Vorrei aggiungere qualche ulteriore spunto di riflessione:
– le previsioni di consumo della mobilità elettrica secondo me sono troppo “ottimiste” visto il trend attuale, siamo tra gli ultimi in Europa. Assumendo infatti un 40% di penetrazione sul totale delle auto circolanti al 2040, la stima dei consumi è di circa 40 e non 60 TWh ( https://www.vaielettrico.it/sistema-elettrico-e-ricarica-dei-bev-una-sfida-e-unopportunita/ ).
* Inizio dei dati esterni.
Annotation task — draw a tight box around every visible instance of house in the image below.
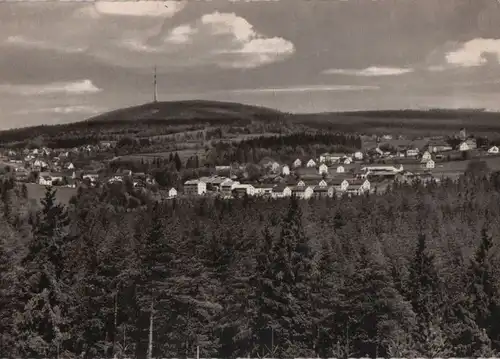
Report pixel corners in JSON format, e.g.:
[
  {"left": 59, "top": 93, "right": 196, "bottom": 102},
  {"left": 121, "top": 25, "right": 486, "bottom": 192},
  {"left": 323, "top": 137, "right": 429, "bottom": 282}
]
[
  {"left": 342, "top": 157, "right": 353, "bottom": 165},
  {"left": 459, "top": 138, "right": 477, "bottom": 151},
  {"left": 361, "top": 165, "right": 403, "bottom": 174},
  {"left": 406, "top": 148, "right": 419, "bottom": 157},
  {"left": 268, "top": 162, "right": 280, "bottom": 172},
  {"left": 232, "top": 184, "right": 256, "bottom": 197},
  {"left": 466, "top": 138, "right": 477, "bottom": 150},
  {"left": 38, "top": 175, "right": 53, "bottom": 186},
  {"left": 350, "top": 178, "right": 371, "bottom": 193},
  {"left": 336, "top": 166, "right": 345, "bottom": 173},
  {"left": 290, "top": 186, "right": 314, "bottom": 199},
  {"left": 253, "top": 184, "right": 274, "bottom": 196},
  {"left": 319, "top": 153, "right": 345, "bottom": 164},
  {"left": 421, "top": 151, "right": 432, "bottom": 161},
  {"left": 167, "top": 188, "right": 178, "bottom": 198},
  {"left": 33, "top": 159, "right": 48, "bottom": 170},
  {"left": 330, "top": 179, "right": 349, "bottom": 192},
  {"left": 282, "top": 165, "right": 290, "bottom": 176},
  {"left": 271, "top": 184, "right": 292, "bottom": 198},
  {"left": 108, "top": 176, "right": 123, "bottom": 184},
  {"left": 199, "top": 176, "right": 228, "bottom": 191},
  {"left": 184, "top": 180, "right": 207, "bottom": 196},
  {"left": 318, "top": 164, "right": 328, "bottom": 175},
  {"left": 220, "top": 179, "right": 239, "bottom": 197},
  {"left": 293, "top": 158, "right": 302, "bottom": 168},
  {"left": 313, "top": 185, "right": 334, "bottom": 198},
  {"left": 65, "top": 178, "right": 77, "bottom": 188},
  {"left": 83, "top": 172, "right": 99, "bottom": 183},
  {"left": 38, "top": 172, "right": 64, "bottom": 186},
  {"left": 458, "top": 141, "right": 470, "bottom": 151},
  {"left": 353, "top": 151, "right": 364, "bottom": 160},
  {"left": 427, "top": 141, "right": 453, "bottom": 153},
  {"left": 488, "top": 146, "right": 499, "bottom": 154},
  {"left": 306, "top": 159, "right": 316, "bottom": 168},
  {"left": 421, "top": 159, "right": 435, "bottom": 169},
  {"left": 318, "top": 179, "right": 328, "bottom": 187}
]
Una differenza importante.
– le auto tipiche del romano fanno pochi km al giorno e quindi necessitano di piccole ricariche che possono essere facilmente programmate o incentivate in orari di minor picco differenziando la tariffa elettrica (a differenza dei climatizzatori ad esempio).
– citate l’esempio della rete elettrica USA che però è messa enormemente peggio della nostra. La rete europea è già più integrata di quella statunitense (come fate notare voi, importiamo molto del nostro fabbisogno proprio perché la rete è integrata).
Tutti questi elementi mi portano a dire che il problema è più a 6 mesi che a 6 anni. Questo perché gli investimenti, sia in distribuzione che in generazione di energia, in Italia sono lenti per i vincoli burocratici. E perché peserà secondo me molto di più la domanda per riscaldamento\raffrescamento delle abitazioni per i cambiamenti climatici. D’altronde il blackout che citate dell’anno scorso è appunto realtà e non è certamente avvenuto per le auto elettriche (io ci sono anche finito vittima). Tra 6, 7 o 8 anni probabilmente la rete e la generazione saranno adeguate e magari si sarà sviluppata la tecnologia del vehicle to grid che aiuterà uno dei vincoli che identificate nell’articolo (lo stoccaggio dell’energia). Questo mi porta ad essere ottimista sul futuro e molto pessimista sulla prossima (o prossime) estati. Rispetto all’anno scorso la rete è rimasta più o meno la stessa a Roma ed in consumi saranno leggermente in aumento per quelle poche auto elettriche in più e per il caldo in più, quindi il blackout è assicurato.